Please tread lightly. The Access Fund has gone to great lengths posting trail marker for approaches to many of the more popular crags. Do you best to stay on these trails, and where you are forced to use a different path, choose the ones that rain can mend in time. Drainages make for good trails where there are no established trails.
Avoid stepping on native and fragile plants, and do not feed the coyotes. Coyotes are very much used to people and often hang around picnic areas and camp grounds in hopes of getting a hand out. It’s better to let them live their natural life.

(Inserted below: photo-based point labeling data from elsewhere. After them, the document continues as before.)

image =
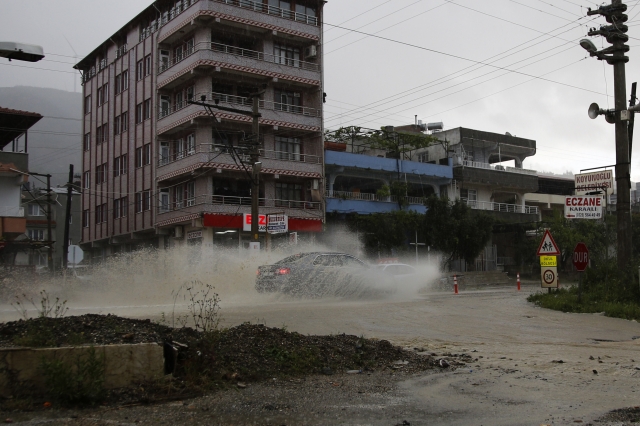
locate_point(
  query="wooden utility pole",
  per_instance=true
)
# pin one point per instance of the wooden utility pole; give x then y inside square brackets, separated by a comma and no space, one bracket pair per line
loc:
[615,55]
[65,244]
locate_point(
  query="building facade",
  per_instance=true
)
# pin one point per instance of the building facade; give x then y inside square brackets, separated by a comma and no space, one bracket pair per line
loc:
[160,171]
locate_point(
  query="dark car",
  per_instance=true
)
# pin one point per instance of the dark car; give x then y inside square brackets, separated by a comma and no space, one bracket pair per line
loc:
[316,274]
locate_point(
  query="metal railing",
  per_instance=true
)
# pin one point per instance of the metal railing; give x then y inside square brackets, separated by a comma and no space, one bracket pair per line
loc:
[237,51]
[212,148]
[242,101]
[258,6]
[236,201]
[501,207]
[343,195]
[487,166]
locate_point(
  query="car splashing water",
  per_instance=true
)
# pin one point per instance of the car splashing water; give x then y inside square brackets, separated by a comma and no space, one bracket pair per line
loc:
[152,279]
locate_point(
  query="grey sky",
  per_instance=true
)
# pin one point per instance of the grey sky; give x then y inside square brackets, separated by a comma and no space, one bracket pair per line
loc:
[537,38]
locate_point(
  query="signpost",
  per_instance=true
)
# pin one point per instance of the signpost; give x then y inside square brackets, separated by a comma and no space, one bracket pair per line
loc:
[548,250]
[580,261]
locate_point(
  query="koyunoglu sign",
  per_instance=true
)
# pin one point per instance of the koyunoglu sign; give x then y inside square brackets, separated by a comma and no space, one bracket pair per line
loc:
[583,207]
[598,181]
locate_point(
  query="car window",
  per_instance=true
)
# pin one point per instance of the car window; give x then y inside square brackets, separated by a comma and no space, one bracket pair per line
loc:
[328,260]
[292,259]
[351,262]
[405,270]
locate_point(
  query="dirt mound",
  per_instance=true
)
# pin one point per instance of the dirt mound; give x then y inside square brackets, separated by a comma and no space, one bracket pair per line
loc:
[207,361]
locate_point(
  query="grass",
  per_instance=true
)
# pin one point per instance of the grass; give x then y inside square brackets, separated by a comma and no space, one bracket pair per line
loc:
[566,300]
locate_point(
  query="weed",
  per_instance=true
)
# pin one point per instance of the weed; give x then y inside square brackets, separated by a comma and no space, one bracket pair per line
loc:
[47,308]
[81,381]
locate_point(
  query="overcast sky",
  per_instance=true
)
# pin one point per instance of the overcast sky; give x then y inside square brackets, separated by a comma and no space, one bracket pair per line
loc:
[418,57]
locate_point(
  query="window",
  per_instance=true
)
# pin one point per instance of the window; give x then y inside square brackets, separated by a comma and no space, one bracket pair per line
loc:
[85,218]
[164,153]
[287,192]
[101,173]
[35,210]
[288,101]
[147,110]
[120,165]
[143,201]
[286,55]
[103,94]
[101,213]
[147,153]
[164,200]
[87,104]
[102,133]
[147,65]
[36,234]
[138,159]
[287,148]
[122,81]
[120,207]
[139,113]
[140,70]
[470,196]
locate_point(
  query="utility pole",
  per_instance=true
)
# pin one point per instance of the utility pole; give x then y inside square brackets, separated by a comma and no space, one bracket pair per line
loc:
[65,245]
[615,55]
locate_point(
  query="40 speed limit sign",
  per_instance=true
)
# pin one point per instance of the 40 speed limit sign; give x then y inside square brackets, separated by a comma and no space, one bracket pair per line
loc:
[549,277]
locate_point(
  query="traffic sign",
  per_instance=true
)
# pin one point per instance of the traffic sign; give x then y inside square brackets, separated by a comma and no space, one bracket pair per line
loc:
[548,246]
[75,255]
[549,277]
[581,257]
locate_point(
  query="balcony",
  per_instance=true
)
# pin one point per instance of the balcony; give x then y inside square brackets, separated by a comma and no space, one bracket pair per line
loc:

There are nine campgrounds in Joshua Tree National Park. At the entrance to the park you are always asked if you would care to have a map and a brochure. The brochure will have plenty of information on the campgrounds and the map will guide you to many of the pleasant hikes throughout the park. You may even get the latest information as to availability of campsites. During the peak season (mid winter through spring) finding a campsite may become a major task. It is highly recommended to use the following link to get more information in advance.
Joshua Tree Camping
When you are camping with friends and sitting around the fire, it is easy to forget that there are other people trying to sleep in the nearby campsites. It is important to put yourself in their shoes. Keep the noise and music to a minimum and certainly not too much past 10 p.m. Your neighbors will smile at you in the morning instead of giving you dirty looks.
How to get there
Indian Cove is located roughly nine miles east of the town of Joshua Tree on highway 62. The sign directing you to Indan Cove is obvious. Turn right, going south, here. If you go as far the town of 29 Palms, you have gone too far. It’s about three miles from here to Indian Cove Campground. Drive south on this road to a ranger station and the enterance to the park. You will be checked at the gate for your America The Beautiful card, or will be charged an enterance fee. Driving past the gate will bring you to the Indian Cove Campground. Pixie Rock is to your right just before entering the campground.